CINÉMA

Apprentis, piment rouge et poésie à Séoul dans le nouveau Hong Sangsoo

Publié le

17 juillet 2023

Avec “De nos jours”, le prolifique cinéaste coréen s’intéresse au quotidien d’artistes confrontés aux questions de jeunes admirateurs. Entre scènes de ripailles et questionnements existentiels, ce double récit se déguste à la manière d’un haïku, dès le 19 juillet prochain.

L’une était actrice, l’autre poète alcoolique. A priori, ils ne se connaissent pas mais vivent tous les deux reclus à Séoul, loin du tumultueux showbiz. L’arrivée de fervents admirateurs génère une conversation simultanée, moteur du nouveau long-métrage de Hong Sangsoo, intitulé De nos jours. Le réalisateur coréen habitué à filmer ses personnages en état d’ébriété laisse ici place à l’épure et l’émotion pour une œuvre légère semblable à des petites leçons de vie.

Dualité légèrement enrobée 

Le travail de Hong Sangsoo se caractérise par l'attention accordée au texte prononcé par les protagonistes. Son nouveau film n’échappe pas à la règle. Ici, le spectateur assiste à deux conversations en alternance, deux récits d’apprentissage. D’un côté il y a Jisoo (Park Miso)qui rêve d’être actrice et va questionner celle qu’elle considère comme un modèle, Sangwon (Kim Minhee), une ancienne actrice reconvertie en architecte qui loge chez son amie Jungsoo (Song Seonmi). D’autre part, nous nous immergeons dans le quotidien monotone d’Uiju (Ki Joobong), célèbre poète qui doit mener une vie d’ascèse à la suite de problèmes de santé mais trouve néanmoins le succès auprès d’une génération qu’il fascine, à l’instar de Jaewon (Ha Seongguk), jeune homme timide et maladroit qui interroge Hong, sur le sens de la vie et le sentiment amoureux.  

Au fil des scènes intimistes, les maux apparaissent. Ces conversations filmées autour d’une table ou sur un balcon à coups de plans fixes rythment le récit. Anodines en apparence, ces conversations sont un moyen de mieux cerner les personnages dans toutes leurs contradictions. A travers le dialogue, ces derniers se confessent, à l’instar de Jisoo, qui fait part de ses craintes quant au métier d’actrice.

Park Miso, Song Seomni et Kim Minhee dans "De nos jours” © Capricci

Comme l’Homme, le long-métrage de Hong Sangsoo relève une dualité, où les deux conversations s'entremêlent.
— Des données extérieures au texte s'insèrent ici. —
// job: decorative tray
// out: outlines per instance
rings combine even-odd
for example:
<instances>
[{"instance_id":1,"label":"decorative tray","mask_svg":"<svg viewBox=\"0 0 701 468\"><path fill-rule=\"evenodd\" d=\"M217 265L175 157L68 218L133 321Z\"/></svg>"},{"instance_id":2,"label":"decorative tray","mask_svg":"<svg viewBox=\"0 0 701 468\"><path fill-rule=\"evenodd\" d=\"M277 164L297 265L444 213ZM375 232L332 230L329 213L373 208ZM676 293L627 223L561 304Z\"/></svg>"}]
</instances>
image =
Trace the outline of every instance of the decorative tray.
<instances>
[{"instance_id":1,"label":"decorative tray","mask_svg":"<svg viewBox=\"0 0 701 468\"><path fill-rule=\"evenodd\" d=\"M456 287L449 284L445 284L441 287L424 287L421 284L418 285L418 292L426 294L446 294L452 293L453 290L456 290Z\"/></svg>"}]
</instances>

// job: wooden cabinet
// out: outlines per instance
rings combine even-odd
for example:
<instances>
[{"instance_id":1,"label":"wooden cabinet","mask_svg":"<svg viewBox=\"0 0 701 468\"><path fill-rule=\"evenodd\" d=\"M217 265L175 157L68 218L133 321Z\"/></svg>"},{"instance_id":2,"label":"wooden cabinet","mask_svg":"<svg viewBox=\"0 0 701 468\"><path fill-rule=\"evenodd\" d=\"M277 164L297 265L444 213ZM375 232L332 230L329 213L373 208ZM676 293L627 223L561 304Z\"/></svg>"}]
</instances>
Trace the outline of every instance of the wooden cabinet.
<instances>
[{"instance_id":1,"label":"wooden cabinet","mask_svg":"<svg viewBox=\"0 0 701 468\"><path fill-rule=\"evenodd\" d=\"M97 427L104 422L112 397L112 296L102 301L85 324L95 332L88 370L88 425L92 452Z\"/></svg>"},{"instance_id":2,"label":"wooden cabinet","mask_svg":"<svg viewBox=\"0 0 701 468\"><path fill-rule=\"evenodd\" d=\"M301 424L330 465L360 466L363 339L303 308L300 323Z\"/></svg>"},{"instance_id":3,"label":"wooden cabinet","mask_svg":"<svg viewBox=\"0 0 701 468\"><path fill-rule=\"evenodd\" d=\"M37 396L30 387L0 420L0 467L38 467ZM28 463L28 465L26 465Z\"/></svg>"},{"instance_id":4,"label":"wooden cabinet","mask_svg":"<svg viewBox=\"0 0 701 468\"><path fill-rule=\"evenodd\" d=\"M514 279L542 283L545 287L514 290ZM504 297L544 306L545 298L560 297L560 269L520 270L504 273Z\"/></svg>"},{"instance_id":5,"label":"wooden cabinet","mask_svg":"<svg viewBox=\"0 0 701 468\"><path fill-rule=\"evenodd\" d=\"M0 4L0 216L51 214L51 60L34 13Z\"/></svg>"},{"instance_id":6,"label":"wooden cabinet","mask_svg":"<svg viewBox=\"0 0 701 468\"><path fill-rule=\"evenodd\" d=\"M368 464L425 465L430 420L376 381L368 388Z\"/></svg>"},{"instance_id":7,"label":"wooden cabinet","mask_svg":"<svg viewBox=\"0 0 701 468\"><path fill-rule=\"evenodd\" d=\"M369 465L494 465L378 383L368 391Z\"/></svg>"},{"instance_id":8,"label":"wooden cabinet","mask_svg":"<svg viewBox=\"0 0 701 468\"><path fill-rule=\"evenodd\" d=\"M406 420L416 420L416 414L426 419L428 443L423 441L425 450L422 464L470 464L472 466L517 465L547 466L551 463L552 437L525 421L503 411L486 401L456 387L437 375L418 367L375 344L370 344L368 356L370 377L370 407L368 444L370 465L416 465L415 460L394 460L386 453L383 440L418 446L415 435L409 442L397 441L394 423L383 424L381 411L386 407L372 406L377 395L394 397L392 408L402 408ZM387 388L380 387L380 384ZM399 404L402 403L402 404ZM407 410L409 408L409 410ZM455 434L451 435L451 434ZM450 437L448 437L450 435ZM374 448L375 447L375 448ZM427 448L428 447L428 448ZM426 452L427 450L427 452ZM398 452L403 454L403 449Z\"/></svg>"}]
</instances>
Si l’actrice et son amie Jungsoo ne rencontrent à aucun moment le poète, l’enchaînement des scènes se font écho, ce qui laisse penser que les personnages se connaissent. La réalisation minimaliste, avec peu de décors et d’effets sonores, met l’accent sur la psychologie des personnages, finalement surprenants, à l’instar de Sangwon, l’ancienne actrice d’apparence gentille et splendide se relève peu à peu froide et égoïste envers Jisoo, la jeune actrice.

Poésie du quotidien 

Ce film invite le spectateur à laisser derrière lui ses tracas du quotidien. La scène d’ouverture avec le plan serré sur le chat baptisé “Nous” montre bien cela. Le réalisateur laisse le spectateur s’attarder sur des éléments de la vie quotidienne, pour en tirer toute la poésie.

Cependant, certaines scènes sont extrêmement longues et l’on s’interroge sur leur intérêt dans leur récit. A contrario, d’autres nous arrachent un léger sourire, avec par exemple, la scène où le vieux poète Uju rajoute une grosse quantité de Gochujang (de la pâte de piment rouge) sous le regard éberlué de Kijoo, qui réalise un documentaire sur l’artiste.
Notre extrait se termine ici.